Há ainda outro obstáculo. Mesmo que seja aprovada, a PEC, de autoria do senador José Reguffe (sem partido), só teria algum efeito neste momento caso Temer deixe o cargo ainda neste ano. No ano que vem, Temer entraria no último ano de mandato e a PEC prevê que, neste caso, a vaga seria ocupada por eleição indireta. Caso a Câmara aprove a abertura de qualquer um dos processos de impeachment protocolados (já são 12 desde o início do escândalo), o processo pode se arrastar por meses. O de Dilma, por exemplo, demorou quase nove meses entre a abertura do processo (em dezembro de 2015) e sua destituição (agosto de 2016). Para a oposição, entretanto, isso não é um problema. Para eles, a saída de Temer não virá por impeachment. “Temer não vai cair por impeachment, esqueça. Ele cai ou por renúncia, porque está completamente desmoralizado, ou pelo TSE [que julga a partir do próximo dia 6 de junho se houve irregularidades na campanha da chapa Dilma-Temer]”, afirma o senador Lindbergh.
Com alternativa a isso, também tramita paralelamente na Câmara uma outra PEC, de autoria do deputado Miro Teixeira (Rede), que prevê eleições diretas caso a vacância nos cargos presidenciais ocorra até seis meses antes do fim do mandato. Na última terça-feira, a Comissão de Constituição e Justiça da Câmara dos Deputados colocou em sua pauta a análise desta proposta. A eleição também seria para um mandato-tampão e a votação ocorreria em até 30 dias após a vacância do cargo.
A PEC 227 seria votada na CCJ, mas uma manobra de Rodrigo Maia (DEM-RJ), presidente da Câmara e aliado de Temer, travou a votação da proposta. A previsão é que na próxima semana ela comece a ser analisada no colegiado. Esse é o primeiro passo para que o projeto se torne lei. Se forem seguidos os trâmites normais, a votação dessa PEC no Congresso pode levar entre um e quatro meses. Ou seja, demoraria, provavelmente, mais tempo que a PEC do Senado para ser aprovada.
Autor do projeto, Teixeira diz que seu objetivo não era confrontar Governo A ou B. “Ela foi apresentada em junho do ano passado, quando processo contra a Dilma já tinha passado pela Câmara. Meu objetivo era o de evitar qualquer questionamento judicial, já que o Código Eleitoral diz uma coisa e a Constituição, outra”, afirmou. Uma ação no STF questiona a constitucionalidade de um artigo da lei eleitoral que prevê eleição direta no caso de cassação do registro eleitoral de chefes do Executivo (Presidência, governos estaduais e prefeituras). A ação ainda não foi julgada pela Corte, mas o ministro relator, Luis Barroso, já a liberou para ser analisada em plenário.

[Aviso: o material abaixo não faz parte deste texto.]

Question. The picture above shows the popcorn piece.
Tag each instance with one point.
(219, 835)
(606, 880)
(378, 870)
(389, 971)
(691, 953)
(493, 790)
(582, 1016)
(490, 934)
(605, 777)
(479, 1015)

“Ela não é uma PEC de oportunidade, é para resolver o país. É para tirar essa perplexidade na qual vivemos. Por que tirar do povo o direito de decidir?”, questiona Teixeira.
As propostas que pedem as “Diretas Já” têm sido identificadas como uma bandeira de parte da esquerda brasileira, que tentaria emplacar a candidatura do ex-presidente Luiz Inácio Lula da Silva (PT). O próprio partido veiculou na TV uma propaganda na qual Lula é a principal estrela e fala como candidato tácito e o presidente da legenda, Rui Falcão, diz que o “o Governo Temer acabou” e pede eleições diretas.
No protesto das centrais sindicais contra Temer nesta quarta-feira, é possível ver centenas de pessoas vestindo camisetas com uma foto de Lula e os dizeres: “O cara ‘tá’ voltando”. Em contrapartida, movimentos que pediram o impeachment de Dilma Rousseff iniciaram nas redes sociais campanhas contra as diretas. Preferem que, no caso de queda de Temer, ocorra uma eleição indireta, na qual apenas congressistas votam.